Nicola Penfold’s much anticipated second book Between Sea and Sky is set in the near future. The inhabitants of the world have lived through The Decline, The Greedy Years, and the Hunger Years. People have been stripped of their rights, made to work in growing towers, and anyone not deemed towing the line is sent to a prison ship. The only hoping is in waiting for The Recovery.
When Nat discovers strange creatures, he can’t help but collect some. Especially when he see officials taking an interest too. But, Nat and his mum must leave the compound for an oyster farm to investigate a possible new good source. Preferring their isolated existence, Pearl and her dad are wary of outsiders. Landlubbers. Only Clover is more optimistic. However, Nat and his creatures disrupt the status quo and everyone learns that change is inevitable.

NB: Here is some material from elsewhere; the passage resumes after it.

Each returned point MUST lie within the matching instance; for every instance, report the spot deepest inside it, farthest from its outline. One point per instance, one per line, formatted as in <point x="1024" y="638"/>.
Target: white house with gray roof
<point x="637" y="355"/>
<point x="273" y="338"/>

Dystopian fiction is the scariest fiction. Forget ghosts and monsters. Real terror comes from reality. News of natural disasters and increasingly controlling governments stalk our timelines, which niggle and worry, but we all seem to convince ourselves that it couldn’t really happen. Dystopian fiction tells us that actually, it could.
Between Sea and Sky shows us a world, or at most, I hope, an exaggerated one, we could be heading towards. However, this book’s focus is on recovery. It’s a book of positivity born from hardship. Written during the lockdown, you can see the relationship between the premise of the story, the restrictions that were in place and then the lifting of those restrictions.
I also enjoyed the shadowiness of an unseen antagonist. The focus is very much on people and their coming together. I wondered whether there was a connection to Central and the also unseen ever present Covid virus. All books are products of their time, but I don’t think this gets mentioned enough in the classroom. This book is an excellent example of how the world around us shapes art.
Told in first person, the narration switches between Nat and Pearl which works well; two equalled weighted protagonists can be hard to pull off. Pearl’s development is rewarding, and Nat’s consistency felt reliable and solid; it complemented Pearl’s confrontational nature perfectly.
Lovers of dystopian fiction and environmental themes will devour this. Great for UKS2 and KS3.